Aliasing in audio

Reading wikipedia to be sure and it says:

In signal processing and related disciplines, aliasing is an effect that causes different signals to become indistinguishable (or aliases of one another) when sampled.

Is it any signals ? or just high frequencies aliasing as low frequencies ?

2 Answers

You are basically right.

It's generally stated as the high frequency portion of the original signal spectrum that moves (as a result of the spectral shift caused by time domain sampling) into a new position which is interpreted as the location for low frequency signal spectrum regions. Henceforth a high frequency signal owning the identity of a low frequency signal. However, it's also possible for the low frequency portions of the original signal spectrum to shift into high frequency spectrum regions which would happen for example at a sampling rate of $F_s = F_c$ samples per second, where $F_c$ is the cutoff frequency in Hz, of the original bandlimited continuous-domain signal. Therefore it's just an aliasing; where any frequency component can move into any where in the spectrum according to the given set of parameters $F_s$ and $F_c$

Considering the interpretation of any signals; in a practical setting (a communications example) it can be observed where multiple independent communication channels are grouped together and may be resampled for some reaons which could result in aliasing between independent channels, hence any signals. But I wouldn't bother for this latter restricted definition of the term any signals.

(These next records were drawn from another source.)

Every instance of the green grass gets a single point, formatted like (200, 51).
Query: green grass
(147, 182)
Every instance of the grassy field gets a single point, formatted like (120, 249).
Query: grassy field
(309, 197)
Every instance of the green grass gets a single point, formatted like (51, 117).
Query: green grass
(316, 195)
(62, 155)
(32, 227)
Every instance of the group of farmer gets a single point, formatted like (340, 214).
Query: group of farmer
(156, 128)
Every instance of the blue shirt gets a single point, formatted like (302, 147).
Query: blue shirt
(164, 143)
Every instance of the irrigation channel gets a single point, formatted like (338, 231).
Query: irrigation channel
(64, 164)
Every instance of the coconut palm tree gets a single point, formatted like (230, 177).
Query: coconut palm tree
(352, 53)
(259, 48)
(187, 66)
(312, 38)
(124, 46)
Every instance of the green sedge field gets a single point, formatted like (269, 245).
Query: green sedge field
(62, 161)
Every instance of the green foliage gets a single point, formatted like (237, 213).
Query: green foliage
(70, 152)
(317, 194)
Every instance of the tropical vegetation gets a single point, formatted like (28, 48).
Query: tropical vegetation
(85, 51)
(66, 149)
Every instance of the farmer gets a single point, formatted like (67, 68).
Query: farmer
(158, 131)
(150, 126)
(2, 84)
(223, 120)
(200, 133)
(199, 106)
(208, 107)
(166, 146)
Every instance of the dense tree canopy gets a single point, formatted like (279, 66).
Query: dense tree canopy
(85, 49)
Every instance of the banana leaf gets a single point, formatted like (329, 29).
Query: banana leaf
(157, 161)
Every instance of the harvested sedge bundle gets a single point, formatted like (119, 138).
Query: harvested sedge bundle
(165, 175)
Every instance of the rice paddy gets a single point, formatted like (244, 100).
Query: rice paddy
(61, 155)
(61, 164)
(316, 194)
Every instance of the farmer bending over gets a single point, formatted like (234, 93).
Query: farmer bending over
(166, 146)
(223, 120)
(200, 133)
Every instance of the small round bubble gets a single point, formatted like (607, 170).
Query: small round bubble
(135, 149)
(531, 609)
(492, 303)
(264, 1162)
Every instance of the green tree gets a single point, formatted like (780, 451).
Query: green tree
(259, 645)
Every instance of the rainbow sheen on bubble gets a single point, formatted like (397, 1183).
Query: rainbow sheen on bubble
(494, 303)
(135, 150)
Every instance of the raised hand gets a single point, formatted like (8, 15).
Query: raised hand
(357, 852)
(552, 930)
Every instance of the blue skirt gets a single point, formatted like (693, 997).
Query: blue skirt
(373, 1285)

You a have a cable that represent the frequency axis of the spectrum of your signal, probably bounded (so, finite length cable). Then start to coil it up with some radius: frequencies at the same point in the circumference get added together in the digital spectrum, so you lose the individual information about each frequency.

The radius you choose is given by the sampling rate and determines which frequencies get added together. Ideally, you choose a radius such that only one turn is necessary so no frequencies overlap. If not, you get aliasing.